Exercise 33.20: Request Scheduling

Implement three request scheduling strategies for an inference server: (a) FIFO (first-in, first-out), (b) shortest-job-first (prioritize requests with shorter expected output), (c) priority-based (user-defined priority levels). Using the simulator from Exercise 33.18, compare average latency, P95 latency, and fairness metrics for each strategy under varying load conditions.

Section 5: Serving Frameworks and Production

Exercise 33.21: vLLM Benchmarking

Deploy a small model (e.g., Llama-3-8B or a smaller model) using vLLM. Benchmark it with: (a) varying batch sizes (1, 4, 8, 16, 32), (b) varying input lengths (128, 512, 2048, 8192 tokens), (c) varying output lengths (64, 256, 1024 tokens). Plot throughput (tokens/sec) and latency (TTFT, TPS) for each configuration. Identify the optimal operating point.

Exercise 33.22: TensorRT-LLM vs. vLLM Comparison

Deploy the same model on both vLLM and TensorRT-LLM (or simulate the comparison using published benchmarks). Compare: (a) throughput at various batch sizes, (b) TTFT at various input lengths, (c) GPU memory utilization. Under what conditions does each framework excel?

Exercise 33.23: Model Cascade Design

Implement a model cascade that uses a small model (7B) as the first tier and a large model (70B, simulated) as the second tier. The cascade should route to the large model when the small model's confidence (max output probability) is below a threshold. Experiment with thresholds from 0.5 to 0.95. Plot the accuracy-cost tradeoff curve.

Exercise 33.24: Auto-Scaling Simulator

Build an auto-scaling simulator for a GPU inference cluster. Model: (a) time-varying request rates (sinusoidal daily pattern + random spikes), (b) GPU instance spin-up time (2 minutes), (c) instance cost ($8/hour). Implement scaling policies: reactive (scale on P95 latency), predictive (scale on forecast traffic), and hybrid. Compare total cost and SLA compliance for each.

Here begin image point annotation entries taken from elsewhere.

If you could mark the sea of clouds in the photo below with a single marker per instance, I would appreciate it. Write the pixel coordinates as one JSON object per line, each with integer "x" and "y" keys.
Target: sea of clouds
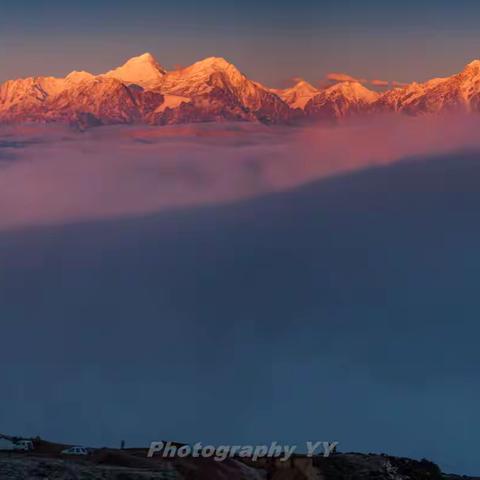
{"x": 50, "y": 174}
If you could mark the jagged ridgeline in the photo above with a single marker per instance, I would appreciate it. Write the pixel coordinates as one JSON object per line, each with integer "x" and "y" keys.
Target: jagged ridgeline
{"x": 212, "y": 90}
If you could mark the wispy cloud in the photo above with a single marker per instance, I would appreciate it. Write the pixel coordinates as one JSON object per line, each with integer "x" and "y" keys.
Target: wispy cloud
{"x": 119, "y": 171}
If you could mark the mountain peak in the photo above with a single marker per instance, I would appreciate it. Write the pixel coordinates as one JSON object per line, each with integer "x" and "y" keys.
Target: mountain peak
{"x": 143, "y": 70}
{"x": 210, "y": 64}
{"x": 353, "y": 89}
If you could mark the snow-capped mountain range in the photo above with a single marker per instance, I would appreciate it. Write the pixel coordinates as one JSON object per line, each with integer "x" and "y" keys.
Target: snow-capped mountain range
{"x": 142, "y": 91}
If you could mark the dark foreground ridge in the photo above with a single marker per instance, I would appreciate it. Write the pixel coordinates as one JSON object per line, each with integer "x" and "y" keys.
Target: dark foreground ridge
{"x": 46, "y": 461}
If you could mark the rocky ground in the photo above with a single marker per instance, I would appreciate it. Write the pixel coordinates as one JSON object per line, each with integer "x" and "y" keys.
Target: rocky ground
{"x": 108, "y": 464}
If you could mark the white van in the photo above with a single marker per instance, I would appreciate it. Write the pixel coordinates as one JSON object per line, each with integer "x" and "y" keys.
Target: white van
{"x": 24, "y": 445}
{"x": 75, "y": 451}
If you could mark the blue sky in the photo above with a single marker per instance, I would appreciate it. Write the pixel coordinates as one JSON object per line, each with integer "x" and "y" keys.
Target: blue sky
{"x": 270, "y": 41}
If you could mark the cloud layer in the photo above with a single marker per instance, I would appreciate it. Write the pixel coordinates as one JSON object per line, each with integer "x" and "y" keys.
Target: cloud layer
{"x": 54, "y": 175}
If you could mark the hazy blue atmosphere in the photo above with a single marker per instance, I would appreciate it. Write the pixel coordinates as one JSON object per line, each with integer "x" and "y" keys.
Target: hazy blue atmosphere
{"x": 346, "y": 310}
{"x": 271, "y": 41}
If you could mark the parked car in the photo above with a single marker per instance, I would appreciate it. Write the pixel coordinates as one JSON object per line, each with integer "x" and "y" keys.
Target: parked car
{"x": 75, "y": 451}
{"x": 24, "y": 445}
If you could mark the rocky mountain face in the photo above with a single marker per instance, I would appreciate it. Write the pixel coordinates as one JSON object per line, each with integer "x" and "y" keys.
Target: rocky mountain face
{"x": 213, "y": 90}
{"x": 341, "y": 100}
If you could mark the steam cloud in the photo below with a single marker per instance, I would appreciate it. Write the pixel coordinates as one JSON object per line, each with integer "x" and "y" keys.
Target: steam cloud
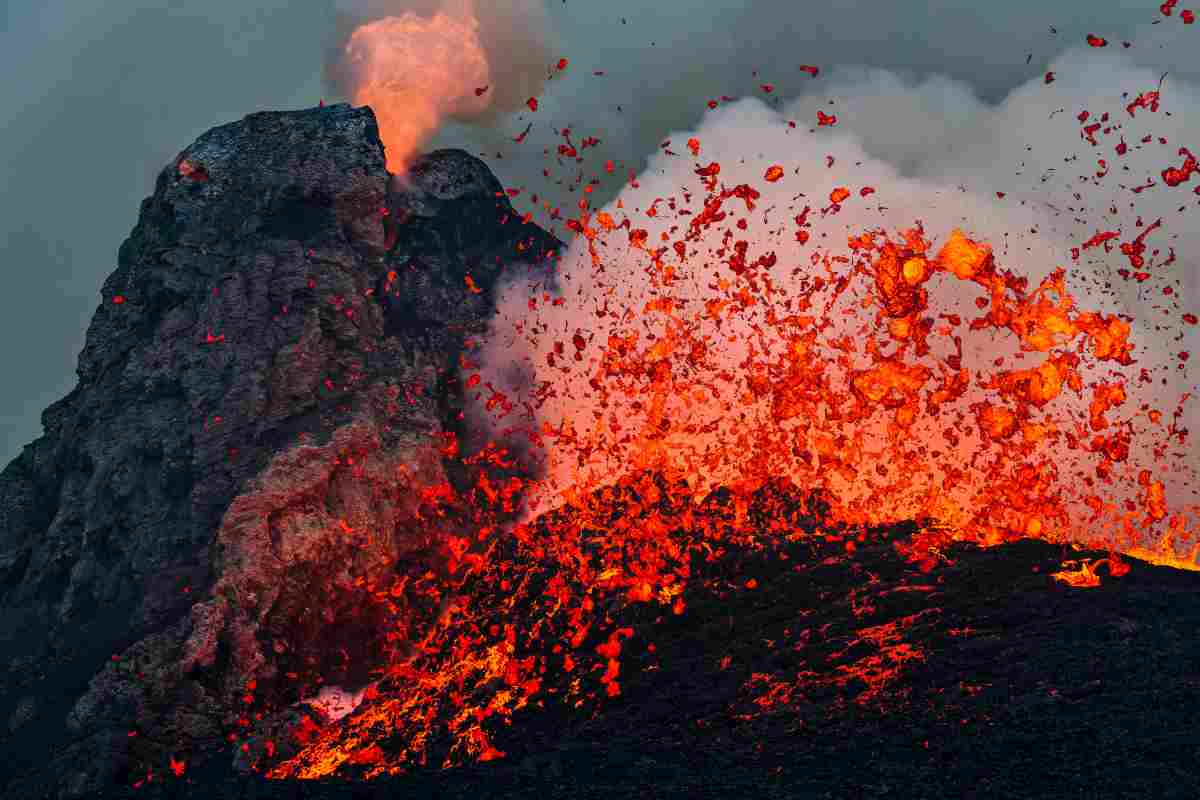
{"x": 935, "y": 152}
{"x": 418, "y": 64}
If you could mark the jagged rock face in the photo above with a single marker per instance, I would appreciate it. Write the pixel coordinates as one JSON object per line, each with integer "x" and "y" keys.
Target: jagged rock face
{"x": 282, "y": 323}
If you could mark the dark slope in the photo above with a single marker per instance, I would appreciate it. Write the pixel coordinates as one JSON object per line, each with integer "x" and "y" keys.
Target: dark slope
{"x": 264, "y": 301}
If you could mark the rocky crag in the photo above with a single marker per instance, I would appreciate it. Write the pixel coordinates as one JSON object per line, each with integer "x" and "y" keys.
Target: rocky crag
{"x": 285, "y": 319}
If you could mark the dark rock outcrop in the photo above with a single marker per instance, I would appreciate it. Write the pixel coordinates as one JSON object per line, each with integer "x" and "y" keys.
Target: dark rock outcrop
{"x": 282, "y": 319}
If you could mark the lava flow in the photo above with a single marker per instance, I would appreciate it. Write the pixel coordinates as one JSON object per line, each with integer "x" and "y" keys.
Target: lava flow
{"x": 703, "y": 392}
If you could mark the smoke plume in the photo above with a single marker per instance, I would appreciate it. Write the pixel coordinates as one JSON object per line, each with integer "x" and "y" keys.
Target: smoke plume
{"x": 419, "y": 64}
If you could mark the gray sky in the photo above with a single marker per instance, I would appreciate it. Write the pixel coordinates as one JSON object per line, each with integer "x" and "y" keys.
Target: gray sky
{"x": 97, "y": 96}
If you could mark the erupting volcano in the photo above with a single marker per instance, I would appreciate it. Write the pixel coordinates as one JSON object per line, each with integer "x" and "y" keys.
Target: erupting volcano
{"x": 766, "y": 475}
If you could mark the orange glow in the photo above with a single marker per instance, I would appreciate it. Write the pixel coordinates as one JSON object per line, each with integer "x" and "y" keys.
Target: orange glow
{"x": 414, "y": 72}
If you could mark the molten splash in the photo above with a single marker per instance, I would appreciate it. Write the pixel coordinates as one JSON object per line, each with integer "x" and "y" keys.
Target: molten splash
{"x": 415, "y": 72}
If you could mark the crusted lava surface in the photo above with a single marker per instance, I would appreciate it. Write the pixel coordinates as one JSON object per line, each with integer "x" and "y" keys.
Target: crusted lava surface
{"x": 283, "y": 322}
{"x": 257, "y": 545}
{"x": 804, "y": 667}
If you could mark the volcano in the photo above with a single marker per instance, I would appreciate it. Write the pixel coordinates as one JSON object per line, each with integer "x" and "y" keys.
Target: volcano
{"x": 262, "y": 551}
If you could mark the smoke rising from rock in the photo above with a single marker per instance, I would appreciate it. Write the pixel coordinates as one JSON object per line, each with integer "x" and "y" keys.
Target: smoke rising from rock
{"x": 418, "y": 64}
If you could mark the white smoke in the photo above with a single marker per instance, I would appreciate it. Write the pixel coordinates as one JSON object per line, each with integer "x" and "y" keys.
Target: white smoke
{"x": 1020, "y": 175}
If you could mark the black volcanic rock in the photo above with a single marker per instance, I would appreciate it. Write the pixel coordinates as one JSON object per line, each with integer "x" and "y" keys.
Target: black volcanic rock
{"x": 856, "y": 675}
{"x": 280, "y": 322}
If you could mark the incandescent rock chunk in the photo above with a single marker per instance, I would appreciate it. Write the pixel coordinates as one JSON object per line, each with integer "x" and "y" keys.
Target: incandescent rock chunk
{"x": 285, "y": 319}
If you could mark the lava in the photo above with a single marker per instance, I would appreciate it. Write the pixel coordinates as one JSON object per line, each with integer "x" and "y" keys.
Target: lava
{"x": 712, "y": 380}
{"x": 415, "y": 72}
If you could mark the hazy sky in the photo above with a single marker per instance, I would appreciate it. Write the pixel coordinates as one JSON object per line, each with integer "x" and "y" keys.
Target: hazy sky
{"x": 97, "y": 96}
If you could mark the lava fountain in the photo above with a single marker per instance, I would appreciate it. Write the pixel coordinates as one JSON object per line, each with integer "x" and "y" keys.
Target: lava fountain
{"x": 415, "y": 72}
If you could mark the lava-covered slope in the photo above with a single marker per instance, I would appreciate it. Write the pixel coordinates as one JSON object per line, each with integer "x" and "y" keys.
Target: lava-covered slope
{"x": 282, "y": 318}
{"x": 803, "y": 667}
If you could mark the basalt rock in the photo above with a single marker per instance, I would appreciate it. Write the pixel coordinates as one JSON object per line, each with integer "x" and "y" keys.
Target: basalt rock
{"x": 285, "y": 319}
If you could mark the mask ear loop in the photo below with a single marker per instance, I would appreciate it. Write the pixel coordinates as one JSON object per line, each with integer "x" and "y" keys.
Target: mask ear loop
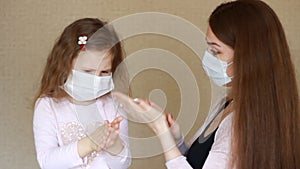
{"x": 82, "y": 40}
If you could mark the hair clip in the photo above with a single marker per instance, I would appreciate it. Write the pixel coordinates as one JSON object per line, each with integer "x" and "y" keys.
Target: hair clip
{"x": 82, "y": 41}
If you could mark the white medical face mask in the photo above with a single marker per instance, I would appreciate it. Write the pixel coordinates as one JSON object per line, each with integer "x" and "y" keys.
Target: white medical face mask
{"x": 215, "y": 69}
{"x": 84, "y": 87}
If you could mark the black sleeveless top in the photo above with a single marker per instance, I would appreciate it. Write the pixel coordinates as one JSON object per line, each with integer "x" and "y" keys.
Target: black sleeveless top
{"x": 198, "y": 152}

Exercise 33.25: Cost-Performance Analysis

Create a comprehensive cost analysis tool that, given a model and deployment configuration, calculates: (a) cost per 1M input tokens, (b) cost per 1M output tokens, (c) daily cost at a given request rate, (d) break-even point vs. API pricing. Run the analysis for three scenarios: low volume (10K requests/day), medium volume (100K requests/day), and high volume (1M requests/day). Compare self-hosting (A100, H100) vs. API providers.

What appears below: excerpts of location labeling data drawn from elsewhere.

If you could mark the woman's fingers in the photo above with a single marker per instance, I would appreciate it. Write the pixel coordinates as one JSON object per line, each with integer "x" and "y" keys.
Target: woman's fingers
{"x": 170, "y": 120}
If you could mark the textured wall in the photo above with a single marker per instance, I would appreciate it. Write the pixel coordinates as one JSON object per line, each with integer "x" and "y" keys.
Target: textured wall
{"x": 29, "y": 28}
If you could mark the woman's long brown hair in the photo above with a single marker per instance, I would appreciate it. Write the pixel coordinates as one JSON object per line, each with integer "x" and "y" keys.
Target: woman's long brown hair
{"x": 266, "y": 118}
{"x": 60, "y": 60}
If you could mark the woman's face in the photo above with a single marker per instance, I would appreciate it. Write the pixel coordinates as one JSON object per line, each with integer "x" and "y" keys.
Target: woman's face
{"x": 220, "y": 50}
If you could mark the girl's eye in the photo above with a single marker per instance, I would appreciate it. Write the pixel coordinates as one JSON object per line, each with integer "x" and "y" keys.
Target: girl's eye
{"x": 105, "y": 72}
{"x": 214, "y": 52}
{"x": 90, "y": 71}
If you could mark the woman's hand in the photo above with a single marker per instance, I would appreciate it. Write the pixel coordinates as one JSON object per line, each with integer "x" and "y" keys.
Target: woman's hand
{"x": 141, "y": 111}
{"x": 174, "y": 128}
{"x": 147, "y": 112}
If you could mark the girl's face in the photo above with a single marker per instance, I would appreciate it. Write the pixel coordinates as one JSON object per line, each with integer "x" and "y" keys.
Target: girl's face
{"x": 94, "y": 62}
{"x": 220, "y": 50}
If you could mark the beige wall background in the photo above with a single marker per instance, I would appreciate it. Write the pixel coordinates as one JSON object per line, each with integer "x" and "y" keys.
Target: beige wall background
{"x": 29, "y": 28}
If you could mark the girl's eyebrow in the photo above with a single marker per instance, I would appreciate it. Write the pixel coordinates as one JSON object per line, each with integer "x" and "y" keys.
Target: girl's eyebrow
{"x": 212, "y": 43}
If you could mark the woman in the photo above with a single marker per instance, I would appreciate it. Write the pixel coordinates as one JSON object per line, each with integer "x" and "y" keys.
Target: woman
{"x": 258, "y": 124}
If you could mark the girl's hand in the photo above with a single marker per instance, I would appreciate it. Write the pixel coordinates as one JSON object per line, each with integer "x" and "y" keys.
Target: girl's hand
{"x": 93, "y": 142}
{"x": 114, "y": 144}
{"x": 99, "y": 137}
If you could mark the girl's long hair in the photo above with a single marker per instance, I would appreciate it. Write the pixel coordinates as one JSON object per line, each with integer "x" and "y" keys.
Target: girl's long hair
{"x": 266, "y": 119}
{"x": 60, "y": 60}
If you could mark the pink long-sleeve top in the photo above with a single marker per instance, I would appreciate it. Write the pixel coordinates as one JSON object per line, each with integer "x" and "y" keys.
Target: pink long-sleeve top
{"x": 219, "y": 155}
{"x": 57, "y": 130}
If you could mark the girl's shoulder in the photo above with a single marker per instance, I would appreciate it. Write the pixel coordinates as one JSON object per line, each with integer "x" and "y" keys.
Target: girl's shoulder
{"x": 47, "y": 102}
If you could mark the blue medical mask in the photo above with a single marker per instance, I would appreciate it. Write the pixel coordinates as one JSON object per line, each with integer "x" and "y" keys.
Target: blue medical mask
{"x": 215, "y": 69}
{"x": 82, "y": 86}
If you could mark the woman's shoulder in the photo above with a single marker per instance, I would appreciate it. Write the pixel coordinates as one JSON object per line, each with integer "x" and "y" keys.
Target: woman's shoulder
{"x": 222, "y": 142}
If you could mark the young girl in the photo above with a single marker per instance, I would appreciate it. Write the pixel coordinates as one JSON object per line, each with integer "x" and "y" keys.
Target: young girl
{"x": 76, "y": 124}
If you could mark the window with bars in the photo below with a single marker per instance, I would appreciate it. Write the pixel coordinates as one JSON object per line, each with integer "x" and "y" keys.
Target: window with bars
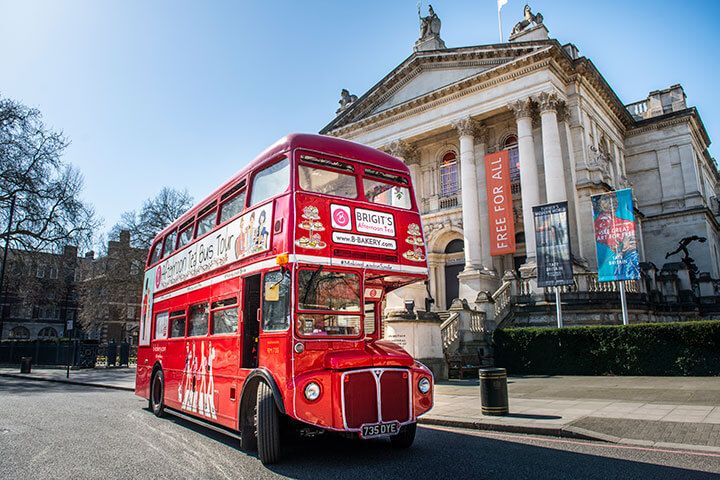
{"x": 449, "y": 175}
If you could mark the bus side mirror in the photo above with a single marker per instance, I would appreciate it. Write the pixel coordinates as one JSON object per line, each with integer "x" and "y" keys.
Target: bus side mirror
{"x": 272, "y": 292}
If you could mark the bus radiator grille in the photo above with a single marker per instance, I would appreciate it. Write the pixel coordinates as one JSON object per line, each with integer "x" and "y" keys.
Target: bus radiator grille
{"x": 394, "y": 396}
{"x": 361, "y": 398}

Section 6: Advanced Optimization

Exercise 33.26: Flash Attention Implementation

Implement a simplified version of Flash Attention for a single attention head. Compare memory usage and execution time against the standard attention implementation ($\text{softmax}(QK^T / \sqrt{d_k}) V$) for sequence lengths 512, 1024, 2048, and 4096. Verify numerical equivalence by comparing outputs (tolerance: 1e-5).

Exercise 33.27: Operator Fusion

Implement two fused operations: (a) fused linear + ReLU (combine the matrix multiply and activation into a single function), and (b) fused softmax + dropout. Compare the fused and unfused implementations in terms of memory usage (peak allocations) and execution time. Use torch.profiler to analyze kernel launch counts.

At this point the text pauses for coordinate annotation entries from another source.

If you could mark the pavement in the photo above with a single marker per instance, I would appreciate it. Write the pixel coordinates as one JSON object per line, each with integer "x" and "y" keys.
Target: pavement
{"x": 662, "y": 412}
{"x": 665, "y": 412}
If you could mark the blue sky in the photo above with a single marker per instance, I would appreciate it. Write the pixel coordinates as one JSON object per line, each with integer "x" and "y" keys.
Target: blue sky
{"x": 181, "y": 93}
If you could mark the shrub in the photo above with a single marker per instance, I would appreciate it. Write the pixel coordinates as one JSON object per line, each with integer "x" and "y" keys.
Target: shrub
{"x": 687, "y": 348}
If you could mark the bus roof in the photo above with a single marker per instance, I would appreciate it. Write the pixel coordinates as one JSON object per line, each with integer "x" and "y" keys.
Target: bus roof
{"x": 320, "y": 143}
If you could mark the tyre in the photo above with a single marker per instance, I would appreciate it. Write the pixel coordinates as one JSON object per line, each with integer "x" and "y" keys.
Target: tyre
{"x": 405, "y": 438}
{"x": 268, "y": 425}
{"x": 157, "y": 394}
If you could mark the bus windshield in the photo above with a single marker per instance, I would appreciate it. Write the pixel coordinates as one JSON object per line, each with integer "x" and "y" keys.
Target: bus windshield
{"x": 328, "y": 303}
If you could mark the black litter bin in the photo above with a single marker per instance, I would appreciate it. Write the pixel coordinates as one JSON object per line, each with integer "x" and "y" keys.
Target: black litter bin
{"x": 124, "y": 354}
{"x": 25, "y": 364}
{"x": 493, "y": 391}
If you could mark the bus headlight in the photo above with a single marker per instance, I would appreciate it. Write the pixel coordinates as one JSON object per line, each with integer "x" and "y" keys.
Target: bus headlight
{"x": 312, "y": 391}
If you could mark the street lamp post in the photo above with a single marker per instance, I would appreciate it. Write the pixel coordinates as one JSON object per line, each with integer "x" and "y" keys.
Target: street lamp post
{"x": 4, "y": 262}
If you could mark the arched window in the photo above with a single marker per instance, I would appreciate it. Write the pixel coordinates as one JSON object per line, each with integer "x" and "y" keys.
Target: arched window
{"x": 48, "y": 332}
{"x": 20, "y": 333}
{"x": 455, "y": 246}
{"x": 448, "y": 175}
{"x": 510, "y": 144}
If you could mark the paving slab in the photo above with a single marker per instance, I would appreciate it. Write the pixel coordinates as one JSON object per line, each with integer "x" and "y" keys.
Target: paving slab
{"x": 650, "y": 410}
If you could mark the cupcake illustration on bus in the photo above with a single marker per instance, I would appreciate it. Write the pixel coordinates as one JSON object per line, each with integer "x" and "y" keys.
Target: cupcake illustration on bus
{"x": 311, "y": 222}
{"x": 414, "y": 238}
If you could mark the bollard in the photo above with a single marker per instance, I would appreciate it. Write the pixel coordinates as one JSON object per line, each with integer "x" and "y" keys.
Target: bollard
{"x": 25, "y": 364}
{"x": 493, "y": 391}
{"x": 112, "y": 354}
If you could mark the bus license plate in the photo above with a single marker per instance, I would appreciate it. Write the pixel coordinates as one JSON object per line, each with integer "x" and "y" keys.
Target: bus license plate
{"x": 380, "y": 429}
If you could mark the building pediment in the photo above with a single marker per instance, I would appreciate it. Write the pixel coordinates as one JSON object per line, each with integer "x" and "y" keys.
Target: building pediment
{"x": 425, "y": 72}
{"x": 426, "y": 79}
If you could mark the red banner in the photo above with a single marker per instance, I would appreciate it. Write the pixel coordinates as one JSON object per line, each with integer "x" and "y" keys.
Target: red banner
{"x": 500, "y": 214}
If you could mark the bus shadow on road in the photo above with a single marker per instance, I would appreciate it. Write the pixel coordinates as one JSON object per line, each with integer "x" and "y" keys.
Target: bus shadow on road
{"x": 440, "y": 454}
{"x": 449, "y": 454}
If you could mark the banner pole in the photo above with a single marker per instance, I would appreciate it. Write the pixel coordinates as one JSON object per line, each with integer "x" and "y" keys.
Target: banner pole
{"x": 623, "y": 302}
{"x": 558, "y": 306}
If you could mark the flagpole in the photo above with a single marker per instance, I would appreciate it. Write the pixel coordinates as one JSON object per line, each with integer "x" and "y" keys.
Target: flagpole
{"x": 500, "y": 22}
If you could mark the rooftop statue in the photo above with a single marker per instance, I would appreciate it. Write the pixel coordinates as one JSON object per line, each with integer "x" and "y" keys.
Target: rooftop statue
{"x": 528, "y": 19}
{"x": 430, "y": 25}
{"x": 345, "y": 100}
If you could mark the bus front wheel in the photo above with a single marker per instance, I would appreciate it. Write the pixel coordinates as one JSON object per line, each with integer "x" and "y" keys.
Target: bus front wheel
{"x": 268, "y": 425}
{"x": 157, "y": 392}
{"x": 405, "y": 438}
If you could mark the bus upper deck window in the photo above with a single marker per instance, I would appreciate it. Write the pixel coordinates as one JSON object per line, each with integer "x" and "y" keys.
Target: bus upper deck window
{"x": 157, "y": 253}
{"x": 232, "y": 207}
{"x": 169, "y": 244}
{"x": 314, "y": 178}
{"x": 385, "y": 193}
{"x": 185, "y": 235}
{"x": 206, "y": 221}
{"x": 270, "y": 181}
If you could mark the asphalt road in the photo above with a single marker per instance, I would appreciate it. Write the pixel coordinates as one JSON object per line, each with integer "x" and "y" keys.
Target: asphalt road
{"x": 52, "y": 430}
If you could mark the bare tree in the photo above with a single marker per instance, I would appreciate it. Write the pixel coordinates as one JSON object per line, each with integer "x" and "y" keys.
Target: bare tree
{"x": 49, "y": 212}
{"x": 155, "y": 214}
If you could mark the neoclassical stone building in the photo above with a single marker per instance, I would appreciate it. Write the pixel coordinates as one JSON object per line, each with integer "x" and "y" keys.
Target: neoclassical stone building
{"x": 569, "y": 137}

Exercise 33.28: Memory-Efficient Inference Pipeline

Build an inference pipeline that implements all of the following simultaneously: INT8 weight quantization, KV cache quantization, sliding window attention, and memory-mapped model loading. Measure peak GPU memory usage and compare to a naive FP16 implementation for a small model. Calculate the theoretical maximum batch size for each approach on a 24GB GPU.

Exercise 33.29: End-to-End Optimization Benchmark

Create a benchmarking framework that evaluates inference performance across multiple optimization combinations. Test at least 4 configurations (e.g., FP16 baseline, INT8, INT4+vLLM, INT4+speculative), measuring: TTFT, TPS, throughput, GPU utilization, and memory usage. Present results as a radar chart showing each configuration's strengths.

Exercise 33.30: Production Monitoring Dashboard

Design and implement a monitoring system for a model serving deployment. Track: (a) TTFT and TPS distributions over time, (b) GPU utilization and memory, (c) request queue depth, (d) error rates and types, (e) cost per request. Generate an alert when any metric exceeds a configurable threshold. Output a summary report with recommendations for optimization.